The European Commission envisages a future textile industry without fast fashion: a fashion trend that the Commission links directly to the growing use of fossil-fuel based synthetic fibres and its impact on climate change. In its communication of EU Strategy for Sustainable and Circular Textiles (COM(2022) 141 final), the Commission states that one of their main aims is having driven fast fashion out of fashion by 2030.
The Commission estimates that the consumption of textiles accounts for the fourth highest negative impact on the environment and on climate change, and third highest for water and land use. They also expose that fast fashion is a trend which entails producing and using garments for ever shorter periods, thus contributing to unsustainable patterns of overproduction.

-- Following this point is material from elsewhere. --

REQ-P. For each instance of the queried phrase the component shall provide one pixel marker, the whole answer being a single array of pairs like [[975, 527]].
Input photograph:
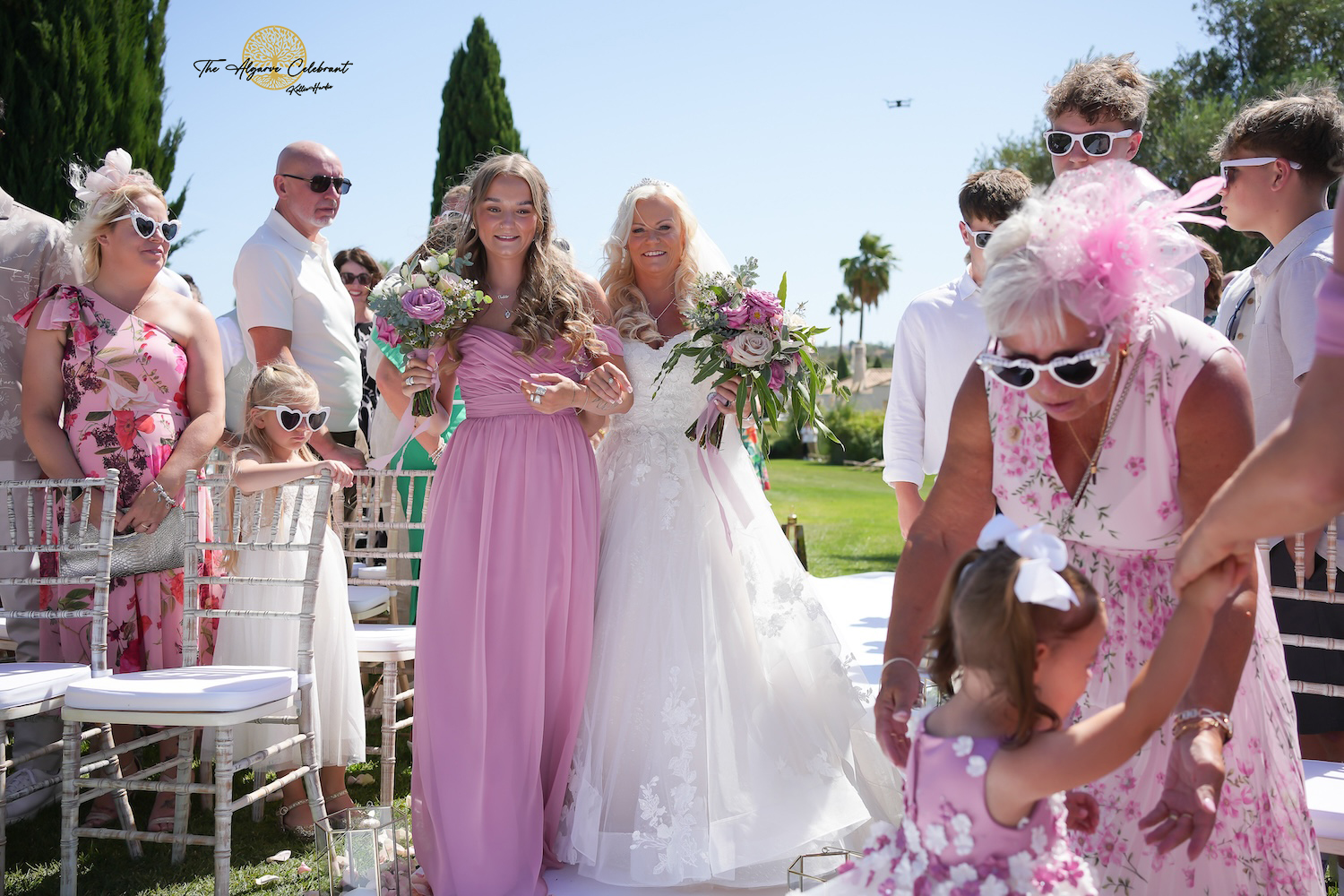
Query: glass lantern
[[814, 869], [367, 850]]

Consumers, they argue, keep buying clothes of inferior quality at lower prices, but the fact that they don’t save but spend more proves that this trend only generates overconsumption and waste.
The Commission’s document points out at several key actions for sustainable and circular textiles such as ecodesign requirements that will ensure that the quality of clothes is better, so that the good condition of garments lasts longer and, consequently, customers may wish to hold onto them for longer. Besides, a longer garment life will support circular business models such as re-use, resale or repair. Also, under the Ecodesign for Sustainable Products Regulation, the Commission proposes “a transparency obligation requiring large companies to publicly disclose the number of products they discard and destroy” aimed to disincentivise the destruction of unsold or returned garments.
In section 2.3 the document focuses on the issue of microplastics pollution, as textiles made of synthetic fibres are considered one of the main sources of release of microplastics into the environment. The Commission plans to tackle the problem through binding design requirements, measures on manufacturing processes, labeling and the promotion of innovative materials.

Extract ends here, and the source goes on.